Fraud has been the topic in the mobile industry for years, and rightfully so. Those swindlers are doing terrible things like emulating the purchases within your app without actually paying anything. Even the smallest amount of fraud can cause a significant discrepancy between figures in your bank account and analytics dashboard.

Fraud payments are used to:

  • gain unfair user advantage within your app;
  • artificially increase revenue metrics for a particular publisher.

Usually, that happens on the jailbroken devices so it makes sense to regularly look at the percentage of those devices among your users.

man-unsplash picture

Source: Unsplash

Luckily, there is a pretty simple way to spot these perpetrators. It’s called receipt validation. Each real payment has a unique code (receipt) provided by the payment platform (Apple & Google) which can be validated by the vendors in real-time. If the code is not recognized by the payment platform, it means that it’s fraud.

Receipt validation is supported by most attribution platforms out of the box. Just turn it on!

What time zone are you in?

I’ve already mentioned this in the article, but it’s worth mentioning again. Before comparing any data, always check the timezone. If possible try to adjust the current time zone of the dashboard.
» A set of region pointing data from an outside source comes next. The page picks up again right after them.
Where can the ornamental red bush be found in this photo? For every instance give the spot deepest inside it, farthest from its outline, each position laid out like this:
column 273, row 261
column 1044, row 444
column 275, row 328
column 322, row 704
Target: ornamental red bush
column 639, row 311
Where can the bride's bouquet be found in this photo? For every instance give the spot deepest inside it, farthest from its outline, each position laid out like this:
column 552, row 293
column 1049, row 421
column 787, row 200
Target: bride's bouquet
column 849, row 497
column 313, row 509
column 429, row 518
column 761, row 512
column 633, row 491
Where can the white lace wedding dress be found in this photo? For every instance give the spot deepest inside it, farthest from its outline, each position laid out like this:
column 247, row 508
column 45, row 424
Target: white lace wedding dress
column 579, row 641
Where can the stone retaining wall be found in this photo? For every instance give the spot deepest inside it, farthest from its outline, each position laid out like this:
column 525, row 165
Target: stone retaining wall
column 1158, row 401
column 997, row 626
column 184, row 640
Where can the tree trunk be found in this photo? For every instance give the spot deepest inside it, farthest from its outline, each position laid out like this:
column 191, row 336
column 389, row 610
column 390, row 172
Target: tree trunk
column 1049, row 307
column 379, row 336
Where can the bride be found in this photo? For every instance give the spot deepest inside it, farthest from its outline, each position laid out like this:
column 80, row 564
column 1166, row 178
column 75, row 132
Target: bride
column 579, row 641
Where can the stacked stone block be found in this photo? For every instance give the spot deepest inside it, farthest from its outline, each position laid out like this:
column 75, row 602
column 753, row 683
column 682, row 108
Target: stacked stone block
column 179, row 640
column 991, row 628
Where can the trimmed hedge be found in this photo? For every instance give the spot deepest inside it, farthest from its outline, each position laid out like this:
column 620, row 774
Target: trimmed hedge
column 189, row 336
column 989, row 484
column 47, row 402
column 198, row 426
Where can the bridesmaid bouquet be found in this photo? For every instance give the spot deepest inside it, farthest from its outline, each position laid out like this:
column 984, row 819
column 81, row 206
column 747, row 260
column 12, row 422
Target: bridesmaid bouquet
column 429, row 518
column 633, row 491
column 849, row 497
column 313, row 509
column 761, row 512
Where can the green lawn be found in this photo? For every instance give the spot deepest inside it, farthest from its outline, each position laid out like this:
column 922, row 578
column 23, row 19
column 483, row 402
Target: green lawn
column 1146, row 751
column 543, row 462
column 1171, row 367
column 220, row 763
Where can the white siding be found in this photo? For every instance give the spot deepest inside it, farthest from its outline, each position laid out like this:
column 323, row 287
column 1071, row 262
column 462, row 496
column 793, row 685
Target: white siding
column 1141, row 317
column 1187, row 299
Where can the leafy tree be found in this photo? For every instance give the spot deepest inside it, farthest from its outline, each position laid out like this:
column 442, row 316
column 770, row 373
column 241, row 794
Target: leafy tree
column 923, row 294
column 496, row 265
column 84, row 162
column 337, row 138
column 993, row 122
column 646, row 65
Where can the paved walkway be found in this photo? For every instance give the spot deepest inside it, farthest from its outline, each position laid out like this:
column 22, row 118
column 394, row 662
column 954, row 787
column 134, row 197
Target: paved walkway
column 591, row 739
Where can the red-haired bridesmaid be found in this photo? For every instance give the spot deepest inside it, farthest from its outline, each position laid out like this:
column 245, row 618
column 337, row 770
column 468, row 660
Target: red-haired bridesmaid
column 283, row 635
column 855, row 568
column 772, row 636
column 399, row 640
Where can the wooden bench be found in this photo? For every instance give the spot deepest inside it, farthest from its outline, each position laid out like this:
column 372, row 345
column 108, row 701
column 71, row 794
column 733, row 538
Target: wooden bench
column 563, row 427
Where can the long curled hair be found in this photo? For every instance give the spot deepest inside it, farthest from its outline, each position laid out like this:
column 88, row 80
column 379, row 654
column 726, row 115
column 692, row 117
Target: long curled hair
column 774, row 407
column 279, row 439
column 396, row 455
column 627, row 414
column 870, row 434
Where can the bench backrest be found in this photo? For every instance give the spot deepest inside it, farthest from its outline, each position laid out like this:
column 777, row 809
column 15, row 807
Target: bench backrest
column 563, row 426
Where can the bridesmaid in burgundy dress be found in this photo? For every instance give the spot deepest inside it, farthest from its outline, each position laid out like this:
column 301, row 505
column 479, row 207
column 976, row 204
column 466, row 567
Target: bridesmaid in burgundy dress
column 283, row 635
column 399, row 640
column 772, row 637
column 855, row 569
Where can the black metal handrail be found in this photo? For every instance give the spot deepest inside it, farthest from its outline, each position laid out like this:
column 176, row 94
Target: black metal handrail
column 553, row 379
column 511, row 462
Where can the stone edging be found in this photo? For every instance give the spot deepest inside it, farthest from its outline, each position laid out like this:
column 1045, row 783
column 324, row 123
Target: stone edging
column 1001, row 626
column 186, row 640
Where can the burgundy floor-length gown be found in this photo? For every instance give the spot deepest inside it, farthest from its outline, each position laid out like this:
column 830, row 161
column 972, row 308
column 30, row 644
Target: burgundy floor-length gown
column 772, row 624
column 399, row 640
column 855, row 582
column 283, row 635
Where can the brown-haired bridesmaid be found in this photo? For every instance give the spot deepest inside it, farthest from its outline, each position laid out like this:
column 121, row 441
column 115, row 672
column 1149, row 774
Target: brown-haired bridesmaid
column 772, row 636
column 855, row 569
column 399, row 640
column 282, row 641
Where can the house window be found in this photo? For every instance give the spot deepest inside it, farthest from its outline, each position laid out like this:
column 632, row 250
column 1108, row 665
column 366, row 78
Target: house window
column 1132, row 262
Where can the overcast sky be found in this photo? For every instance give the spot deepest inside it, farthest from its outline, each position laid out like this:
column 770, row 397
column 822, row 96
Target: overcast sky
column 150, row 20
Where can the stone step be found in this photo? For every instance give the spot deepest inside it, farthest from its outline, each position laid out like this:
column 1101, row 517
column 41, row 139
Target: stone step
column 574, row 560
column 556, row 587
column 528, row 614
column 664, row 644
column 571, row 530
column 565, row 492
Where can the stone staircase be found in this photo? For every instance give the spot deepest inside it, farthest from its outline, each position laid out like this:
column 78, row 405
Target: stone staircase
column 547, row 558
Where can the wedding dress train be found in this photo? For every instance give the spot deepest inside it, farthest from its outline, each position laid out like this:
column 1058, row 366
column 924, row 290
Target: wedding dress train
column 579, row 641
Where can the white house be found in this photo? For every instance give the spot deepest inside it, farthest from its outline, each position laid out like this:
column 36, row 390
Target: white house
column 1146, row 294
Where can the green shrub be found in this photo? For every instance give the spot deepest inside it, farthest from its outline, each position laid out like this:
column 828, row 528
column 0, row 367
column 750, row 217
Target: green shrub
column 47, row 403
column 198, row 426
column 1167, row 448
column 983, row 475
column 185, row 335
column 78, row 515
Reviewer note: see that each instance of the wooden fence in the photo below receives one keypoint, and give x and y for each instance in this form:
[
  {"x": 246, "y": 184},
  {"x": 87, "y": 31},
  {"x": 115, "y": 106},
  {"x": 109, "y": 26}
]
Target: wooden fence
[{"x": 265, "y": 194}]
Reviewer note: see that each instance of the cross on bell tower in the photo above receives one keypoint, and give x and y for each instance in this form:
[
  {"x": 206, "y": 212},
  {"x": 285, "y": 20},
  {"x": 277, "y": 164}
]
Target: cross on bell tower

Here is a hint on what time zones Google and Apple are using:

  • Play Console: Finance Reports are based on the UTC time zone.
  • App Store Connect: Finance Reports are based on Pacific Standard Time (UTC -8) time zone.

What is your estimate?

It takes time to count all of that money that the app store has helped you earn, so don’t expect to see accurate figures right away. App store dashboards provide reports that are generated daily (estimates) and monthly (final). If you want to see more accurate data, it makes more sense to look at the monthly reports than daily reports.

Also, don’t forget about the rule of thumb that applies to the comparison of any type of data. Don’t compare revenue data including the “Today” period.

It’s all about attribution

When you compare revenue by traffic source you can see different numbers per different networks. For example, the revenue amount in the Facebook platform will be different from the revenue in your attribution platform. The reason is that revenue and all other in-app events will be attributed to the point of initial install or re-engagement. If you figure out the reasons for installs discrepancy, you will be more likely to find it for revenue.

Do you know more reasons why dollars in dashboards are different from dollars in your bank account? Please let me know in the comment section below!